Track 4 - Large-scale Applications
Track
Co-Champions: SteveRay & TrishWhetzel
Mission Statement:
This track will help to ground the discussions in the other tracks and
bring key challenges to light by describing current large-scale systems
and systems of systems that either use, or could use, ontologies in
their deployment. "Large-scale" can mean either very large data sets,
very complex data sets, federated systems, highly distributed systems,
or real-time, continuous data systems. Examples of large data sets
might include scientific observations and studies; complex data sets
could be technical data packages for manufactured products, or
electronic health records; federated systems could include information
sharing to combat terrorism, highly distributed systems includes items
such as the smart electrical grid (aka Smart Grid), and real-time
systems include network management systems. Of course, some big systems
might include all five aspects.
Teleconferences
Date |
Title |
Chairs |
Panelists |
2012_02_16 |
Track-4:
"Large-Scale Domain Applications¨CI: Energy, Government and Geography" |
SteveRay & TrishWhetzel |
AndrewCrapo, KrzysztofJanowicz, BruceBauman, MillsDavis |
2012_03_08 |
Track-4:
"Large-Scale Domain Applications¨CII: Biomedical, earth &
environmental science & engineering" |
TrishWhetzel & SteveRay |
DavidPrice, MikeKellen, DamianGessler, BlazejBulka, IlyaZaslavsky, LinePouchard |
Track 4 - Large Scale Applicaion
Synthesis
In implemented systems, ontologies are...
- Strong for:
- Supporting change and aggregation
- Enabling community aggregation, annotation
- Automated data ingestion
- Data validation
- Ensuring consistency of terms across many data sets
(Distributed systems)
- Supporting reasoning
- Self describing systems
- Systems with many complex constraints, rules, laws,
with frequent changes (Dynamically changing systems)

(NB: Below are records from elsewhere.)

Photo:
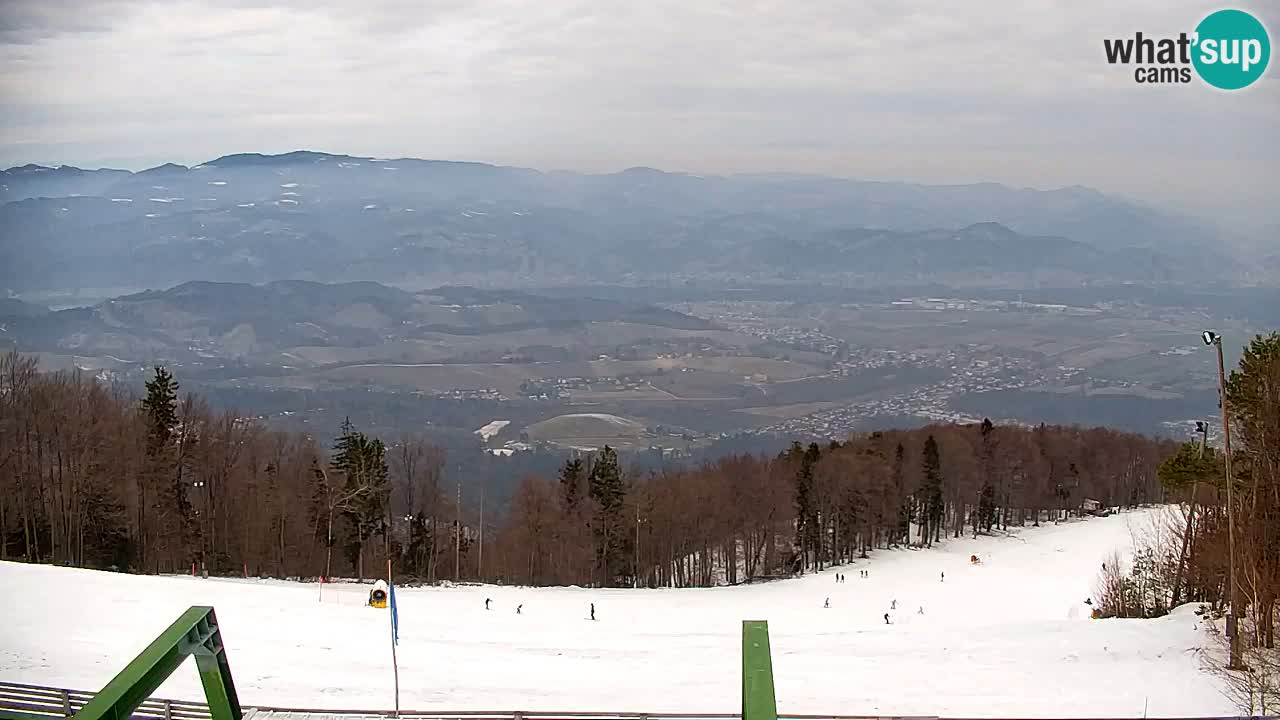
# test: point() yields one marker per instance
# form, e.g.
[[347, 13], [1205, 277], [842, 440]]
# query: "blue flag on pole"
[[394, 616]]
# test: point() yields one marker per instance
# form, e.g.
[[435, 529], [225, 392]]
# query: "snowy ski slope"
[[1004, 638]]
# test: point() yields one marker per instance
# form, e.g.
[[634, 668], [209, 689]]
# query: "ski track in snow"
[[1005, 638]]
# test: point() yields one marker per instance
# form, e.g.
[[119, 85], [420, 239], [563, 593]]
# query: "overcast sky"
[[1013, 91]]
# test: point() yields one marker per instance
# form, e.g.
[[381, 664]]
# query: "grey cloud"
[[890, 89]]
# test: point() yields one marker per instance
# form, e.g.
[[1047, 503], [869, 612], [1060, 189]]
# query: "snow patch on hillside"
[[1009, 637]]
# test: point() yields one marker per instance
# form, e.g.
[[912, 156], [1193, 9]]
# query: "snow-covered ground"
[[1008, 637]]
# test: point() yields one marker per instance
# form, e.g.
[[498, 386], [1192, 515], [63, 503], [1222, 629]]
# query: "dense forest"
[[94, 475]]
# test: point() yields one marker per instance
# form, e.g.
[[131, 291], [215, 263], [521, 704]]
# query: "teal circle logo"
[[1232, 49]]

- Data mining / semantic signature extraction
- Rapid system building
- Weak for:
- Being understandable by software engineers and
customers
- Query performance (compared to relational databases)
Needs:
- Need better standards for common elements:
- Datatypes
- Ontology patterns (e.g. whole/part patterns)
- Collect ontological primitives from observation data
- Need repositories
- Repositories of ontological patterns could be more
useful than repositories of ontologies
- Need industrial strength semantic services resident in the
cloud
- Need better visualization tools and approaches
- Need better tools to help interpret legacy systems,
transform into semantic systems.
- Need to establish feedback mechanisms from end users to
ontology designers directly from point of use.
Recommendations:
- Expose users to SKOS semantics; use more complicated
constructs only on back end if necessary.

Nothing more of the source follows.